Haskell -- any way to qualify or disambiguate record names? - haskell

I have two data types, which are used for hastache templates. It makes sense in my code to have two different types, both with a field named "name". This, of course, causes a conflict. It seems that there's a mechanism to disambiguate any calls to "name", but the actual definition causes problems. Is there any workaround, say letting the record field name be qualified?
data DeviceArray = DeviceArray
{ name :: String,
bytes :: Int }
deriving (Eq, Show, Data, Typeable)
data TemplateParams = TemplateParams
{ arrays :: [DeviceArray],
input :: DeviceArray }
deriving (Eq, Show, Data, Typeable)
data MakefileParams = MakefileParams
{ name :: String }
deriving (Eq, Show, Data, Typeable)
i.e. if the fields are now used in code, they will be "DeviceArray.name" and "MakefileParams.name"?

As already noted, this isn't directly possible, but I'd like to say a couple things about proposed solutions:
If the two fields are clearly distinct, you'll want to always know which you're using anyway. By "clearly distinct" here I mean that there would never be a circumstance where it would make sense to do the same thing with either field. Given this, excess disambiguity isn't really unwelcome, so you'd want either qualified imports as the standard approach, or the field disambiguation extension if that's more to your taste. Or, as a very simplistic (and slightly ugly) option, just manually prefix the fields, e.g. deviceArrayName instead of just name.
If the two fields are in some sense the same thing, it makes sense to be able to treat them in a homogeneous way; ideally you could write a function polymorphic in choice of name field. In this case, one option is using a type class for "named things", with functions that let you access the name field on any appropriate type. A major downside here, besides a proliferation of trivial type constraints and possible headaches from the Dreaded Monomorphism Restriction, is that you also lose the ability to use the record syntax, which begins to defeat the whole point.
The other major option for similar fields, which I didn't see suggested yet, is to extract the name field out into a single parameterized type, e.g. data Named a = Named { name :: String, item :: a }. GHC itself uses this approach for source locations in syntax trees, and while it doesn't use record syntax the idea is the same.
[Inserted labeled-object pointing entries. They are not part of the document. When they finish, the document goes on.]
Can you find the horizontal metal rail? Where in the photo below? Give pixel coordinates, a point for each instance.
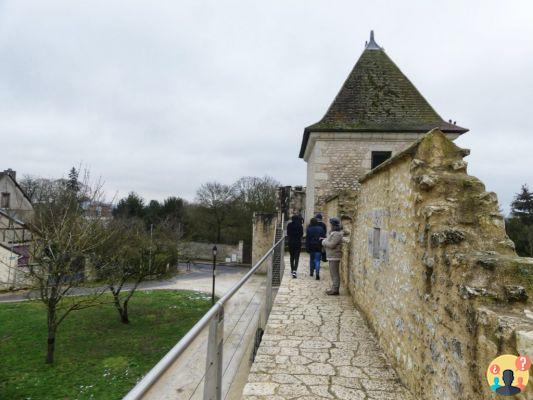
(164, 364)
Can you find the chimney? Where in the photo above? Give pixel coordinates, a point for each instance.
(11, 173)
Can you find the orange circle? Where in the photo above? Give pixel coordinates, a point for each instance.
(505, 362)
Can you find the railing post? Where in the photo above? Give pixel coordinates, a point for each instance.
(268, 289)
(213, 367)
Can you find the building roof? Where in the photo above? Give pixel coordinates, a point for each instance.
(9, 174)
(378, 97)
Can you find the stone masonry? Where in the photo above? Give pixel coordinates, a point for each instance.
(319, 347)
(433, 272)
(336, 161)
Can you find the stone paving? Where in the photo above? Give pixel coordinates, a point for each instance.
(319, 347)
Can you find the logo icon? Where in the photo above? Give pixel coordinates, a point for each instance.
(508, 375)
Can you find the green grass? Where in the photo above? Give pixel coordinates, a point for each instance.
(97, 357)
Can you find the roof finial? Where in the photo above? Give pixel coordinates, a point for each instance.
(372, 45)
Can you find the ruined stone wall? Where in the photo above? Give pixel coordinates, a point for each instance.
(264, 231)
(431, 268)
(337, 160)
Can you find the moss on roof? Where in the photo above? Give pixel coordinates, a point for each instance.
(378, 97)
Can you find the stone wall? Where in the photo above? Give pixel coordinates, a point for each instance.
(431, 268)
(264, 231)
(336, 161)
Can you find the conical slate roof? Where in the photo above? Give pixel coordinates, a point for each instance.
(378, 97)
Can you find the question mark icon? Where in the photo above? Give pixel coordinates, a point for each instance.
(523, 363)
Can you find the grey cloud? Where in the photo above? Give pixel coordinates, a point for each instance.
(161, 96)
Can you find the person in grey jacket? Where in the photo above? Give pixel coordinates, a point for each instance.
(333, 246)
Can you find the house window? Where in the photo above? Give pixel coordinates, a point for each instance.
(375, 242)
(379, 157)
(4, 201)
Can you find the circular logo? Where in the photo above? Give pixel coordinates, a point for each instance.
(508, 375)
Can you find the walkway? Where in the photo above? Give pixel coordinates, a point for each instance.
(319, 347)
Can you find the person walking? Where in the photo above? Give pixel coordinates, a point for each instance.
(295, 232)
(314, 234)
(319, 218)
(333, 246)
(320, 222)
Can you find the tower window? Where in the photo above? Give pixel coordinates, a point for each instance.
(379, 157)
(4, 202)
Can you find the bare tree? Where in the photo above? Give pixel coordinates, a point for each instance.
(132, 256)
(217, 199)
(63, 240)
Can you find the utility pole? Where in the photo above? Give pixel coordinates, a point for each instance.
(214, 268)
(150, 251)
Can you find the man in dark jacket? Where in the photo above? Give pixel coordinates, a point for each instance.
(314, 234)
(295, 232)
(320, 222)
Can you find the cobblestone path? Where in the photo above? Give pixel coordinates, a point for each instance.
(319, 347)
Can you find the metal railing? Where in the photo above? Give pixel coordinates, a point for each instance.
(214, 317)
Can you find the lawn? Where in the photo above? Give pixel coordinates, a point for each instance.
(97, 357)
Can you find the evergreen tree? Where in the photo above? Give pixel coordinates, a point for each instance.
(520, 226)
(73, 185)
(130, 207)
(522, 206)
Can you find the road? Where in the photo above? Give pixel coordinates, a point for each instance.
(198, 278)
(185, 378)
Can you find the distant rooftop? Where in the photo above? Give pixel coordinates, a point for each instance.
(378, 97)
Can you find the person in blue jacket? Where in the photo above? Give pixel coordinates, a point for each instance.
(314, 235)
(295, 232)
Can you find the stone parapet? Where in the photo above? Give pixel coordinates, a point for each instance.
(431, 268)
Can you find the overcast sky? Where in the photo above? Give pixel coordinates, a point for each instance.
(161, 96)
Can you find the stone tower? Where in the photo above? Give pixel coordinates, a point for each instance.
(377, 113)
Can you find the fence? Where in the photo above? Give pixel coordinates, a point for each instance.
(214, 321)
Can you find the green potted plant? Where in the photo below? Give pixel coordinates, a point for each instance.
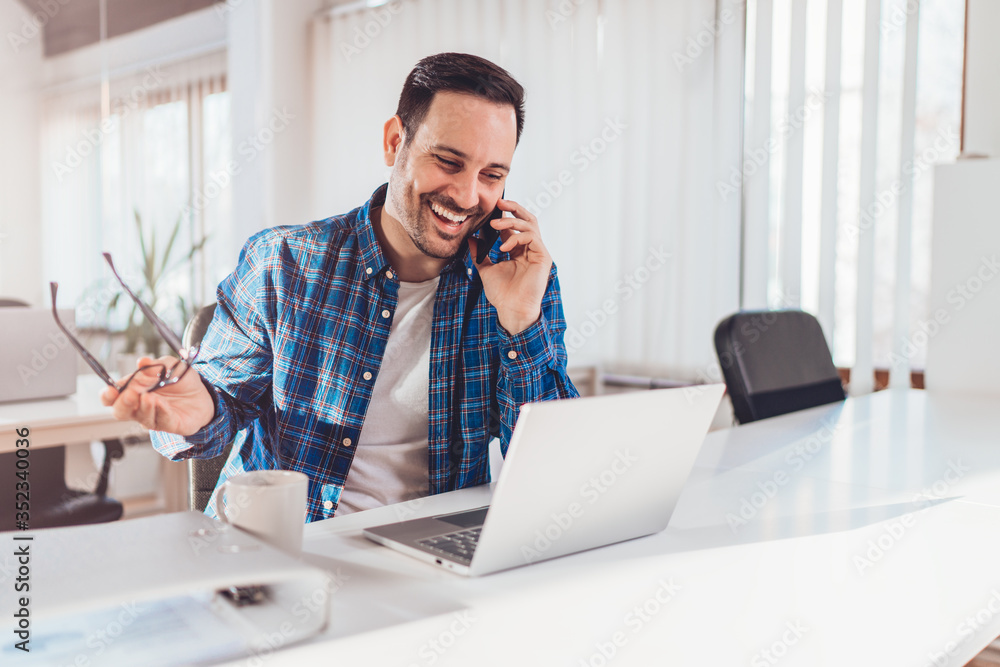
(156, 265)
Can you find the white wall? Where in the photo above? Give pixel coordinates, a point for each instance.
(20, 190)
(982, 82)
(965, 278)
(269, 78)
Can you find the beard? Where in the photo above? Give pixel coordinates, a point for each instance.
(419, 223)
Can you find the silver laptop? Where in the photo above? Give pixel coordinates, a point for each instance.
(36, 359)
(579, 474)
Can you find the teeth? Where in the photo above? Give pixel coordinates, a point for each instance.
(448, 215)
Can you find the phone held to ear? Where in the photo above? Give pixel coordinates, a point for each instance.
(487, 235)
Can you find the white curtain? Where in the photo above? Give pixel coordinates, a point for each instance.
(850, 104)
(148, 152)
(633, 110)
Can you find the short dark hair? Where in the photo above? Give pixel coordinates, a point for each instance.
(461, 73)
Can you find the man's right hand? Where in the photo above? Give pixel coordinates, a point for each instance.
(183, 408)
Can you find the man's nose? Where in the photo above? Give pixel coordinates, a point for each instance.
(465, 191)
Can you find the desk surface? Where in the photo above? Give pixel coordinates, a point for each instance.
(852, 556)
(57, 421)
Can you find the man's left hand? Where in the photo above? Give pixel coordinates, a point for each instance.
(516, 287)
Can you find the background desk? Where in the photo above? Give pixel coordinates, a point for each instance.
(58, 421)
(846, 560)
(79, 419)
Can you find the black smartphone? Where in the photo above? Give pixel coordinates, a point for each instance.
(487, 235)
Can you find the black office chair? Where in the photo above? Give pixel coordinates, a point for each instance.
(775, 362)
(203, 474)
(52, 503)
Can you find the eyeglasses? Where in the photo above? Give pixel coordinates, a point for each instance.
(166, 375)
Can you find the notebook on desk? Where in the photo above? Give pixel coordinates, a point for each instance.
(578, 474)
(174, 589)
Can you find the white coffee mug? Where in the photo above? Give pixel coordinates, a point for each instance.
(271, 504)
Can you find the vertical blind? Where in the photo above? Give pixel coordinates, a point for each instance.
(151, 151)
(849, 103)
(633, 114)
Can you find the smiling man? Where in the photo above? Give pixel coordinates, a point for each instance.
(369, 350)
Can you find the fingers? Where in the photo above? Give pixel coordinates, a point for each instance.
(108, 396)
(525, 239)
(518, 210)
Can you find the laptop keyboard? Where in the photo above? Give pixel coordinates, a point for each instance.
(458, 545)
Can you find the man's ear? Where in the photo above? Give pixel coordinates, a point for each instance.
(392, 139)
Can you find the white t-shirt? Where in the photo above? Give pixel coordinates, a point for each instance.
(390, 465)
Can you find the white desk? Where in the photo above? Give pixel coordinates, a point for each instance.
(80, 418)
(788, 580)
(57, 421)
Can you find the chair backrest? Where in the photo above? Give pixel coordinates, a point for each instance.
(203, 474)
(775, 362)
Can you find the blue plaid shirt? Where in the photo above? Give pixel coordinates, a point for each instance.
(297, 342)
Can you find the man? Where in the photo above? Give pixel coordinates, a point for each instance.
(334, 349)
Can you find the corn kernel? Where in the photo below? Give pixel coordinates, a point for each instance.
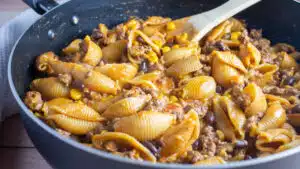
(158, 42)
(166, 49)
(223, 152)
(184, 36)
(135, 43)
(79, 102)
(171, 26)
(235, 36)
(152, 57)
(175, 46)
(173, 99)
(103, 29)
(132, 24)
(107, 97)
(37, 114)
(220, 135)
(103, 131)
(160, 96)
(75, 94)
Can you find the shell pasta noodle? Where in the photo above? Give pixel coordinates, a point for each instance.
(144, 91)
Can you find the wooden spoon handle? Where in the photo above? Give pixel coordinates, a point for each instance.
(204, 22)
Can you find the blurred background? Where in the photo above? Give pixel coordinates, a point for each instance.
(16, 149)
(9, 9)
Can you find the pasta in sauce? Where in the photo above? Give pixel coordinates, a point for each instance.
(141, 91)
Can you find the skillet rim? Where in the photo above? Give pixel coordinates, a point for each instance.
(109, 156)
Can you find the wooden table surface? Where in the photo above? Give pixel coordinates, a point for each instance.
(16, 149)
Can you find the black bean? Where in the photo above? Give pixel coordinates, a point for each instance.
(248, 157)
(195, 145)
(187, 108)
(221, 46)
(144, 66)
(210, 118)
(151, 147)
(96, 34)
(241, 143)
(296, 109)
(140, 39)
(290, 80)
(219, 89)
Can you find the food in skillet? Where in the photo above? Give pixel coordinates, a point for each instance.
(141, 91)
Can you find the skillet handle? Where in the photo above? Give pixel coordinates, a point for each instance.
(41, 6)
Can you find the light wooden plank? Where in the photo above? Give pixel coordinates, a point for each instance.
(13, 133)
(22, 158)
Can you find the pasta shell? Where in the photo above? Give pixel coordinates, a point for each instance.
(177, 54)
(73, 47)
(250, 55)
(152, 76)
(79, 72)
(288, 61)
(50, 87)
(93, 54)
(112, 53)
(230, 118)
(292, 144)
(145, 125)
(122, 71)
(125, 140)
(227, 69)
(273, 98)
(258, 100)
(135, 33)
(274, 117)
(126, 107)
(230, 59)
(143, 83)
(42, 61)
(98, 82)
(54, 102)
(267, 71)
(101, 106)
(151, 30)
(201, 87)
(76, 110)
(290, 128)
(219, 31)
(178, 138)
(237, 26)
(72, 125)
(184, 66)
(270, 140)
(294, 119)
(211, 161)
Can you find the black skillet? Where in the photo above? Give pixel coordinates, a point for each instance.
(278, 18)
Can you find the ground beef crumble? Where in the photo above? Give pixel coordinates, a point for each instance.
(239, 97)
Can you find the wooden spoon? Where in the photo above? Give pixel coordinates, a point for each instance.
(199, 25)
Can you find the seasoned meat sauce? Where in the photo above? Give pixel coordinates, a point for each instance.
(142, 92)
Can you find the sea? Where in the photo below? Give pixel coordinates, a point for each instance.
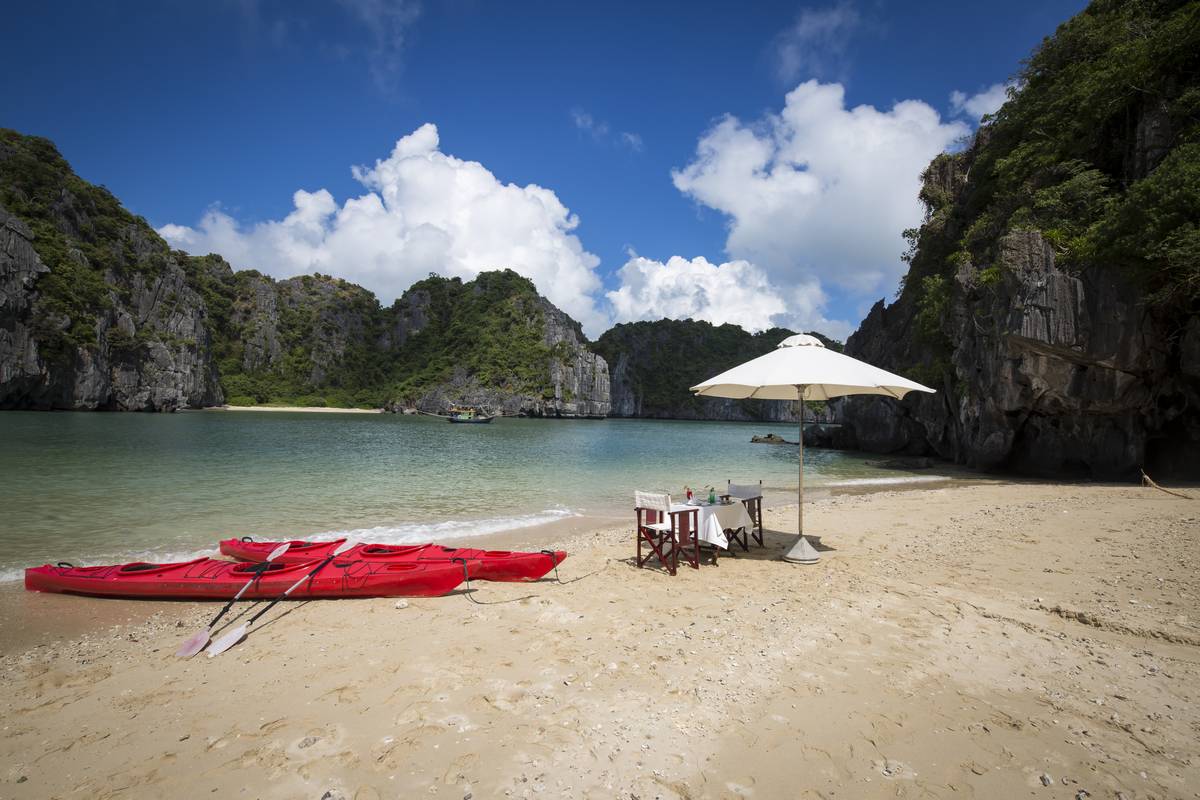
(105, 488)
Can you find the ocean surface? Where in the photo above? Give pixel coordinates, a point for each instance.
(100, 488)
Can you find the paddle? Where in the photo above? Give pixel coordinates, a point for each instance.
(237, 635)
(196, 642)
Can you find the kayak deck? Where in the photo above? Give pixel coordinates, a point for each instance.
(216, 579)
(486, 565)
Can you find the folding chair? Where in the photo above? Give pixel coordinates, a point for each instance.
(751, 498)
(660, 529)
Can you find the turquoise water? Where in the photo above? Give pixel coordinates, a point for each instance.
(94, 488)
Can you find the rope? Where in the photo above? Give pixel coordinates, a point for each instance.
(466, 578)
(1146, 481)
(553, 557)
The downside here is that if you have a Named DeviceArray, accessing the bytes field now requires going through two layers of records. If you want to update the bytes field with a function, you're stuck with something like this:
addBytes b na = na { item = (item na) { bytes = b + bytes (item na) } }
Ugh. There are ways to mitigate the issue a bit, but they're still not idea, to my mind. Cases like this are why I don't like record syntax in general. So, as a final option, some Template Haskell magic and the fclabels package:
{-# LANGUAGE TemplateHaskell #-}
import Control.Category
import Data.Record.Label
data Named a = Named
{ _name :: String,
_namedItem :: a }
deriving (Eq, Show, Data, Typeable)
data DeviceArray = DeviceArray { _bytes :: Int }
deriving (Eq, Show, Data, Typeable)
data MakefileParams = MakefileParams { _makefileParams :: [MakeParam] }
deriving (Eq, Show, Data, Typeable)
data MakeParam = MakeParam { paramText :: String }
deriving (Eq, Show, Data, Typeable)
$(mkLabels [''Named, ''DeviceArray, ''MakefileParams, ''MakeParam])
Don't mind the MakeParam business, I just needed a field on there to do something with. Anyway, now you can modify fields like this:
addBytes b = modL (namedItem >>> bytes) (b +)
nubParams = modL (namedItem >>> makefileParams) nub
You could also name bytes something like bytesInternal and then export an accessor bytes = namedItem >>> bytesInternal if you like.

Record field names are in the same scope as the data type, so you cannot do this directly.
The common ways to work around this is to either add prefixes to the field names, e.g. daName, mpName, or put them in separate modules which you then import qualified.

What you can do is to put each data type in its own module, then you can used qualified imports to disambiguate. It's a little clunky, but it works.

There are several GHC extensions which may help. The linked one is applicable in your case.
Or, you could refactor your code and use typeclasses for the common fields in records. Or, you should manually prefix each record selector with a prefix.

If you want to use the name in both, you can use a Class that define the name funcion. E.g:
Class Named a where
name :: a -> String
data DeviceArray = DeviceArray
{ deviceArrayName :: String,
bytes :: Int }
deriving (Eq, Show, Data, Typeable)
instance Named DeviceArray where
name = deviceArrayName
data MakefileParams = MakefileParams
{ makefileParamsName :: String }
deriving (Eq, Show, Data, Typeable)
instance Named MakefileParams where
name = makefileParamsName
And then you can use name on both classes.

Related

How do I create several related data types in haskell?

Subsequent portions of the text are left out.